From this analysis, we can see Country, Rating System Family, owner types, and gross floor area are good predictors for the model. Additionally, we see that the model explains 39.26% of the variability for respone variable (submittal time), which is much better than the previous model. However, in order to validate the model, the following assumptions must be checked:

the residuals of the model are nearly normal

ggplot(data = ST_lm_b, aes(x = resid(ST_lm_b))) + geom_histogram(binwidth = 100, position = "identity", 
    aes(y = ..density..)) + stat_function(fun = dnorm, color = "black", args = list(mean = mean(ST_lm_b$residuals), 
    sd(ST_lm_b$residuals))) + labs(x = "Residuals") + ggtitle("Multi-linear Regression Model Residuals") + 
    theme(plot.title = element_text(hjust = 0.5))

qqnorm(ST_lm_b$residuals)
qqline(ST_lm_b$residuals)

the variability of the residuals is nearly constant

ggplot(ST_lm_b, aes(y = abs(resid(ST_lm_b)), x = ST_lm_b$fitted.values)) + geom_point() + geom_hline(yintercept = 0) + 
    labs(x = "Fitted Values", y = "Absolute value of Residuals") + ggtitle("Multi-linear Regression Fitted Values against residuals") + 
    theme(plot.title = element_text(hjust = 0.5))

the residuals are independent

ggplot(ST_lm_b, aes(y = resid(ST_lm_b), x = filtered_projects_lm$RegistrationDate)) + geom_point() + 
    geom_hline(yintercept = 0) + labs(x = "Registration Date", y = "Residuals") + ggtitle("Multi-linear Regression Model Registration Date Against Residuals") + 
    theme(plot.title = element_text(hjust = 0.5))

each variable is linearly related to the outcome.

ggplot(ST_lm_b, aes(y = resid(ST_lm_b), x = filtered_projects_lm$CountryAdj)) + geom_boxplot() + 
    labs(x = "Country Code", y = "Residuals") + ggtitle("Multi-linear Regression Model Residuals By Country") + 
    theme(plot.title = element_text(hjust = 0.5)) + coord_flip()

ggplot(ST_lm_b, aes(y = resid(ST_lm_b), x = filtered_projects_lm$RatingSystemFamily)) + geom_boxplot() + 
    labs(x = "Rating System Family", y = "Residuals") + ggtitle("Multi-linear Regression Model Residuals By Rating System Family") + 
    theme(plot.title = element_text(hjust = 0.5))

ggplot(ST_lm_b, aes(y = resid(ST_lm_b), x = filtered_projects_lm$OwnerTypesAdj)) + geom_boxplot() + 
    labs(x = "Owner Types", y = "Residuals") + ggtitle("Multi-linear Regression Model Residuals By Owner Type") + 
    theme(plot.title = element_text(hjust = 0.5))
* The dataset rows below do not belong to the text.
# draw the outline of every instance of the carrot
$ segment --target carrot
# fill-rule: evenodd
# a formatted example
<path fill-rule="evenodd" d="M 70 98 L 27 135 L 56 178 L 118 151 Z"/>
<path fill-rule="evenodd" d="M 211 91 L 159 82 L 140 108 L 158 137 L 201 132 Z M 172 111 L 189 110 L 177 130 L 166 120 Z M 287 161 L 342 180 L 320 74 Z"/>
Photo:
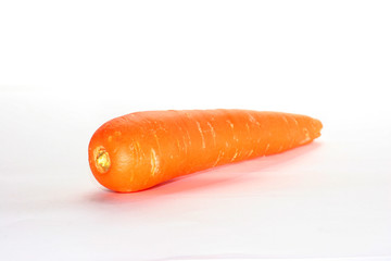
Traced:
<path fill-rule="evenodd" d="M 320 136 L 318 120 L 249 110 L 146 111 L 103 124 L 89 165 L 104 187 L 138 191 L 177 176 L 282 152 Z"/>

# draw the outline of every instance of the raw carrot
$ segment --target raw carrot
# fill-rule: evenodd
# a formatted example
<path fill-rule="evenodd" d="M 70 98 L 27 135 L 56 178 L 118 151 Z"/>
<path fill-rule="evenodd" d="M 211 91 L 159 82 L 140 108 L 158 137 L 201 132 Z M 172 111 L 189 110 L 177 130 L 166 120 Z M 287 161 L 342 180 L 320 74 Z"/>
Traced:
<path fill-rule="evenodd" d="M 177 176 L 308 144 L 321 123 L 305 115 L 249 110 L 146 111 L 103 124 L 89 164 L 104 187 L 138 191 Z"/>

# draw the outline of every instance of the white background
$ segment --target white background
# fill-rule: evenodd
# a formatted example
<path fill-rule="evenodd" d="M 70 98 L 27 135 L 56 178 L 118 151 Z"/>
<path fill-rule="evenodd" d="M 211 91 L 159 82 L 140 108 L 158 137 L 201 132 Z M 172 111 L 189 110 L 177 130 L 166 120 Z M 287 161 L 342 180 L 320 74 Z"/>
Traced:
<path fill-rule="evenodd" d="M 0 1 L 2 260 L 391 260 L 389 1 Z M 87 161 L 105 121 L 238 108 L 312 145 L 137 194 Z"/>

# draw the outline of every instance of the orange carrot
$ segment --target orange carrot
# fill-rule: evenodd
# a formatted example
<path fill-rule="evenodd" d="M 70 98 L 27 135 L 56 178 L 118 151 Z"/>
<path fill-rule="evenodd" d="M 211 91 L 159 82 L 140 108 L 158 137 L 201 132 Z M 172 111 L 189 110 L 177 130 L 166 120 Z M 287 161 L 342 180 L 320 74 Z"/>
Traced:
<path fill-rule="evenodd" d="M 138 191 L 177 176 L 268 156 L 320 136 L 318 120 L 282 112 L 187 110 L 136 112 L 92 136 L 88 157 L 104 187 Z"/>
ggplot(ST_lm_b, aes(y = resid(ST_lm_b), x = log(filtered_projects_lm$GrossSqFoot))) + geom_point() + 
    geom_hline(yintercept = 0) + labs(x = "Log of Gross Floor Area", y = "Residuals") + ggtitle("Multi-linear Regression Model Residuals By Gross Floor Area") + 
    theme(plot.title = element_text(hjust = 0.5))

Unlike the the previous linear model, the residual histogram plot shows that the data distribution is a approximately normal. The remaining data show that each predictor apepars to be linearly related to the outcome and appear to be independent based on the registration date graph.

Part 5 - Conclusion:

In this analysis, we have tested the assumption that the three Rating System Families (BD+C, ID+C, OM) have a different mean time it takes to certify a project from the registration date (Submittal Time). Using an ANOVA test, we determined that at least one mean is statistically different from the set. Note, the assumptions for the ANOVA test were not entirely met since the distributions for each group do not closely follow a normal distribution; therefore, we should interpret the results with caution. A set of pairwise t-tests were then performed for each possible combination of groups which determined that all three Rating System Faimly submittal times are statistically significant from each other. All tests were performed using a significance level of \(\alpha = 0.05\). Note, the t-tests were adjusted using the Bonferroni correction so that the Type I error rate is not increased (\(\alpha = 0.05 / 3\)).

Additionally, gross floor area was evaluated to see if it would be a good predictor variable to determine submittal time. Due to the large values, and shape of the data, a log() transformation of the values was taken for the linear regression analysis. The results of this analysis determined that gross floor area, on its own, is not a good predictor fo submittal time based on r-squared value (BD+C - 0.01, ID+C - 0.16, OM - 0.06).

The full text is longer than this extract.